Is Proof-of-Work Better?
Supporting Chen's opinion is the idea that proof-of-work is simply a better system for managing the distribution of cryptocurrency rewards. In this way, Chen described a possible proof-of-stake switch as “not a smart thing.”
“There are so many people, so many users, developers and hardware invested in that coin. If they ignore the work that has been done and switch to proof-of-stake, maybe later they can also ignore your stake and switch to proof-of-some other ideas,” she said.
Problems Facing ASIC Mining in Ethereum
The engineers behind ProgPoW – a project that would change the code to only allow GPU miners as an alternative to ASICs were in attendance. Though still in the proposal stage, if executed, ProgPoW would effectively disable ASICs from mining on ethereum – and momentum is building toward the implementation.

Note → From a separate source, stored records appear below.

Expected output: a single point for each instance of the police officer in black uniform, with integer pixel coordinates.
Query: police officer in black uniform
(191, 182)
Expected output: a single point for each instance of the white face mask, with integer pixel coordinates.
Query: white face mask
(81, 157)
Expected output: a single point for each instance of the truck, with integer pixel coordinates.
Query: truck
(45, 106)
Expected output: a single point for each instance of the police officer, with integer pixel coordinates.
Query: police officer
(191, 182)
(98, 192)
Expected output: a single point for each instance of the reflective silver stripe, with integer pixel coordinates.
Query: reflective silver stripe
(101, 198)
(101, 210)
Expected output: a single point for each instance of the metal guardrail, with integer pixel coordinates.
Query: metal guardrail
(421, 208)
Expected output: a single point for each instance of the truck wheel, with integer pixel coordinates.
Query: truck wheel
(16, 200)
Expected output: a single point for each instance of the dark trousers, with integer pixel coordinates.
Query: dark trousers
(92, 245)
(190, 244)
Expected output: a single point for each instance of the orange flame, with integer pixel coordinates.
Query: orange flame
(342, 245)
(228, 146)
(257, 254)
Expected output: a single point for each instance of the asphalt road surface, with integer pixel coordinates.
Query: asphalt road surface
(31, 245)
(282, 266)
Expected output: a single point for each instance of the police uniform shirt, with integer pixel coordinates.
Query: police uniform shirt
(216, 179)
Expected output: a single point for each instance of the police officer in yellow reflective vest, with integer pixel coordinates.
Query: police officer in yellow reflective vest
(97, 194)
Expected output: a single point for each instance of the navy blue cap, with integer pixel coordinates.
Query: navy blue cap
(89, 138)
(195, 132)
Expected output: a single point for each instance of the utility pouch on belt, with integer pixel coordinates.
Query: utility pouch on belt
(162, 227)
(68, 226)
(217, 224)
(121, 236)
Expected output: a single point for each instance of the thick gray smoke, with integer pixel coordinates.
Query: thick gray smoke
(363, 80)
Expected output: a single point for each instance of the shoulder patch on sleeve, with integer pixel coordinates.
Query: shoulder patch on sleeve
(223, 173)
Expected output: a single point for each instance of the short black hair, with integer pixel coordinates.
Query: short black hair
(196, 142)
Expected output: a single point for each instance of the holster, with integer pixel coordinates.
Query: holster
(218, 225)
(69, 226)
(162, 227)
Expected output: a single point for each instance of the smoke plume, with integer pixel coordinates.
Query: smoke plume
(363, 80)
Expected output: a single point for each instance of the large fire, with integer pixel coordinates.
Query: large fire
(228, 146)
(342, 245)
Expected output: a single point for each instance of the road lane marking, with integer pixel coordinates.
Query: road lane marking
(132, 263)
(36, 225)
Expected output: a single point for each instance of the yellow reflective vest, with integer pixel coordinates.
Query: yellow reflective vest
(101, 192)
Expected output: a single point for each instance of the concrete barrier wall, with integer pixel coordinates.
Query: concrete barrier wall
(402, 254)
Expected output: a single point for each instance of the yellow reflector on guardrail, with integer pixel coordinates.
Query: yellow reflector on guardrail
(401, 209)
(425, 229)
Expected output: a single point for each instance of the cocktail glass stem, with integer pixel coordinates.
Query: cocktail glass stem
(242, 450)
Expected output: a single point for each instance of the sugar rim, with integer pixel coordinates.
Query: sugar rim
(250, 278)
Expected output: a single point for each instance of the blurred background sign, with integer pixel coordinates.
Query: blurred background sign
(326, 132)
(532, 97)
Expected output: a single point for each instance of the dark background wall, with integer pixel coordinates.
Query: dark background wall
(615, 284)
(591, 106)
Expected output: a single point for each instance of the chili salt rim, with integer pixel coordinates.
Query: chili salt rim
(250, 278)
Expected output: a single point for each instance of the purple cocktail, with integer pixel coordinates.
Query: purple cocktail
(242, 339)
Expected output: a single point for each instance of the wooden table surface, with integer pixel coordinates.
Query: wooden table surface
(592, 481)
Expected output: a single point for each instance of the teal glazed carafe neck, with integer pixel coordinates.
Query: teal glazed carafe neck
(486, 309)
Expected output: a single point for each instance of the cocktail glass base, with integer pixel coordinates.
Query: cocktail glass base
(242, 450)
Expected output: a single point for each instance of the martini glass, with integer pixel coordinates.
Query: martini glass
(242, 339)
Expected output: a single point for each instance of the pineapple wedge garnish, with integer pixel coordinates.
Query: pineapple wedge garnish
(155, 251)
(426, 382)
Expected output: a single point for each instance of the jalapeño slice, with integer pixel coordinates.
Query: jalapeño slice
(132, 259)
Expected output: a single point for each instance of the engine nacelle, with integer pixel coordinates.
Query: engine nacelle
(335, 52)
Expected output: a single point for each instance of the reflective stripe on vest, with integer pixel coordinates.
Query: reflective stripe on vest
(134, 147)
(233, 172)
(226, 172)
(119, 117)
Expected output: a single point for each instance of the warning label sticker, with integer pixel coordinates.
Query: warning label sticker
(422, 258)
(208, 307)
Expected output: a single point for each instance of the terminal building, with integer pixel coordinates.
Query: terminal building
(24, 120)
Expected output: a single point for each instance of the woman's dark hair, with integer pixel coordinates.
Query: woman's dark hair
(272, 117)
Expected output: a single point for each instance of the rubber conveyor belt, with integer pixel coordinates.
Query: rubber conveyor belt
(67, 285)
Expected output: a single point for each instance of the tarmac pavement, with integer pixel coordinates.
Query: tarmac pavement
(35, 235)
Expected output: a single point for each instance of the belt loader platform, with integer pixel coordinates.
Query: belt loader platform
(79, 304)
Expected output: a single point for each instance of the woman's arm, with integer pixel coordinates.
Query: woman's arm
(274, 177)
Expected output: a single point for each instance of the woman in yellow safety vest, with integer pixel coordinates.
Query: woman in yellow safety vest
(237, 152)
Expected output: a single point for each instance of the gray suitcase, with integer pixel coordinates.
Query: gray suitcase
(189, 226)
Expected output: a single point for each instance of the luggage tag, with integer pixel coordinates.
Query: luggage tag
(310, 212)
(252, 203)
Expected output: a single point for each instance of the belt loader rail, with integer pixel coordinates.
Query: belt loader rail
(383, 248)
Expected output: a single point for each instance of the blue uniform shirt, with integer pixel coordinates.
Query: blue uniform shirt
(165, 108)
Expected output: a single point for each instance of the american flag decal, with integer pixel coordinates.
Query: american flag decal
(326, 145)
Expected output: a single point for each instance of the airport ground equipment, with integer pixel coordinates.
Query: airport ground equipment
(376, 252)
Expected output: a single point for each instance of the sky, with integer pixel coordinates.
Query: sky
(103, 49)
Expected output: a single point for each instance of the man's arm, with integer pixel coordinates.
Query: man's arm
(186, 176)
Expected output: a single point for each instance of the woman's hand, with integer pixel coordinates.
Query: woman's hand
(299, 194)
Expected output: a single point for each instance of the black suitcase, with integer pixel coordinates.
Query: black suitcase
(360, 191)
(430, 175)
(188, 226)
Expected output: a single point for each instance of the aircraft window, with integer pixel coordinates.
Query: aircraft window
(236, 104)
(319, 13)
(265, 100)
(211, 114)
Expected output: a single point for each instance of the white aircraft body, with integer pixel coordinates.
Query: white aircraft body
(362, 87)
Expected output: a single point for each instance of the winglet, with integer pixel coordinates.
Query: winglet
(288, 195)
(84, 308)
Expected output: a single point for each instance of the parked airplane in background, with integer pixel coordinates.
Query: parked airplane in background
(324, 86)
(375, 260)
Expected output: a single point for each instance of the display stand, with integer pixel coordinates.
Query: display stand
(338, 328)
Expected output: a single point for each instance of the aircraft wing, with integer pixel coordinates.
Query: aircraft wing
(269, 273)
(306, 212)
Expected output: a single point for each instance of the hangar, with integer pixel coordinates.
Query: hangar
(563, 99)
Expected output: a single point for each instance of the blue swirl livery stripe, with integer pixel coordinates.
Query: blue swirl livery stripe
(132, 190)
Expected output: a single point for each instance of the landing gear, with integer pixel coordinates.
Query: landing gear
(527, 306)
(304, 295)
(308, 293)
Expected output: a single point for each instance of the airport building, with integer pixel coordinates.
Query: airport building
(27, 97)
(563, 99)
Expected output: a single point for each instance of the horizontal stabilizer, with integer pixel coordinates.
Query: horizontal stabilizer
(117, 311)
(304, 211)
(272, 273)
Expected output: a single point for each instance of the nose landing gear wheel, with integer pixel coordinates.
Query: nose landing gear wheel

Chen, nevertheless, maintained that such ideas are nothing more than premature reactions, ones that don't actually provide solutions to some of the concerns about how ether rewards are distributed in the community at large.
“ProgPoW is being pushed by large farms that have not disclosed their real intentions. The fear of Bitmain is driving the [ethereum] community into the arms of some very powerful well-funded farms that they don't even know about.” Chen said.
The drive for ProgPoW is representative of what has been termed crypto's “war on miners,” in which several cryptocurrencies have moved to remove ASIC hardware manufacturers from their respective networks.
However, according to Chen, much of the conversation about removing ASICs from ethereum lacks an awareness of the kind of advantages specialized hardware can bring to a cryptocurrency project.
Chen insisted that in the event of ProgPoW or proof-of-stake, they will switch to mining ethereum classic, a rival ethereum platform that split away from the blockchain in 2016, and that has been more friendly to ASIC hardware.
“We would like to reduce the power consumed to secure [ethereum], but if they want to stick with wasteful GPUs run by two companies and powerful secret farming concerns, then we will just press on with [ethereum classic].”